Tâchons de briser quelques mythes.
• Il n’existe rien de tel qu’une économie en « surchauffe ». Il ne revient pas à la Fed de réfréner l’économie lorsque celle-ci connaît un dynamisme remarquable. La prospérité ne doit poser question que lorsqu’elle résulte d’une dépréciation artificielle du dollar, comme ce fut souvent le cas dans les années 1970, puis dans les années qui menèrent au déraillement économique de 2008-2009. Autrement, pas touche aux marchés. Ceux-ci remédieront rapidement à toute superfluité.
• Le contrôle des prix pour réguler le coût de l’emprunt est une stratégie inopérante. Les libéraux semblent eux aussi céder à l’illusion selon laquelle les banques centrales doivent s’efforcer de fixer les taux d’intérêt.

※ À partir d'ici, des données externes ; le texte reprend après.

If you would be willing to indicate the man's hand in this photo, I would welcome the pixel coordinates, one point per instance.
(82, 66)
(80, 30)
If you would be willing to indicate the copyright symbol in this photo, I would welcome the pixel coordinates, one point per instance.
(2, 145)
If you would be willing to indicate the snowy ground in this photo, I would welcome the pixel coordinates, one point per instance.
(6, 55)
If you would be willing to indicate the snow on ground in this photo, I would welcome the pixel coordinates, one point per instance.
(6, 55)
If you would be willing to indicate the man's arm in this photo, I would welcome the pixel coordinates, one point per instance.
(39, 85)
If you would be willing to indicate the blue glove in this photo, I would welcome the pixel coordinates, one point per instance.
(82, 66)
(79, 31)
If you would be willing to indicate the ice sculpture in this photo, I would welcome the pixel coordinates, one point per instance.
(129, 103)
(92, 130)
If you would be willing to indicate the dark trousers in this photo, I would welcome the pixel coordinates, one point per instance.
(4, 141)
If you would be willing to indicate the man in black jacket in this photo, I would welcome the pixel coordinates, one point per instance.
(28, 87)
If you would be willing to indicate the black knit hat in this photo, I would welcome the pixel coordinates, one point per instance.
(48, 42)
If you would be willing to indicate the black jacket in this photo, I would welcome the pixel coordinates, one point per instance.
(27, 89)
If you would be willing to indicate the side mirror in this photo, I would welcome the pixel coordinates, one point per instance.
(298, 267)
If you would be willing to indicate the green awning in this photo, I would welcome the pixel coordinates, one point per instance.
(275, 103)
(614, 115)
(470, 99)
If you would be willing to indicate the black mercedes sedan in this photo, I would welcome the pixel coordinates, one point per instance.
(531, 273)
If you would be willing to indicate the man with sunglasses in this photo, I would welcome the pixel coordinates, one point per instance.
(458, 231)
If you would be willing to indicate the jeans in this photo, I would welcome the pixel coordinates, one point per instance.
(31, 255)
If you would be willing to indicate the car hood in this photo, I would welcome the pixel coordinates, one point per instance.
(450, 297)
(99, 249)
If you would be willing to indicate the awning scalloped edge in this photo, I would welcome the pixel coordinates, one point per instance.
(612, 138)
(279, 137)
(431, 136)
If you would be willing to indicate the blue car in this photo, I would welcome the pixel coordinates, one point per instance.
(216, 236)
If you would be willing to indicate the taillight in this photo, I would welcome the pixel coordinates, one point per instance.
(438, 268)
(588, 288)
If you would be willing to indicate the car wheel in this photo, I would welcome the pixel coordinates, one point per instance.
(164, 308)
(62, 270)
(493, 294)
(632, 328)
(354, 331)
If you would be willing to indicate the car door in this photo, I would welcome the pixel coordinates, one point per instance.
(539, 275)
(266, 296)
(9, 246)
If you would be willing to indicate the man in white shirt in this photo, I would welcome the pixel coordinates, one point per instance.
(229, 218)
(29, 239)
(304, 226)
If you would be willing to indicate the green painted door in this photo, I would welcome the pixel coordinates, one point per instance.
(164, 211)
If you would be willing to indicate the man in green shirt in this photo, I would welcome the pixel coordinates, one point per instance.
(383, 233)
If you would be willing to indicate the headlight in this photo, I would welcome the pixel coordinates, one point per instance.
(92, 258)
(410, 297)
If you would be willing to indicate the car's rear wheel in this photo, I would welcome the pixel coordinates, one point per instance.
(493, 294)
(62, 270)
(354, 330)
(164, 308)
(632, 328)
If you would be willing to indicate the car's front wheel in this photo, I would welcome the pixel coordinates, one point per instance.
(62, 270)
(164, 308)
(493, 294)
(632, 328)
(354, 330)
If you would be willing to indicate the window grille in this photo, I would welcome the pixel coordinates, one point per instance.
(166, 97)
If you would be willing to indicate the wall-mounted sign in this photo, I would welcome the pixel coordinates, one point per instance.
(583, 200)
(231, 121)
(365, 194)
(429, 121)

La plupart des économistes le savent ; le contrôle des loyers fausse le marché. L’intérêt correspond au « loyer » versé pour emprunter de l’argent. Laissons les marchés se réguler, et renonçons à l’intervention des banques centrales.
• La politique monétaire ne saurait contrer les obstacles structurels extramonétaires au progrès économique. Les principaux écueils étant la forte pression fiscale et l’excès de réglementation.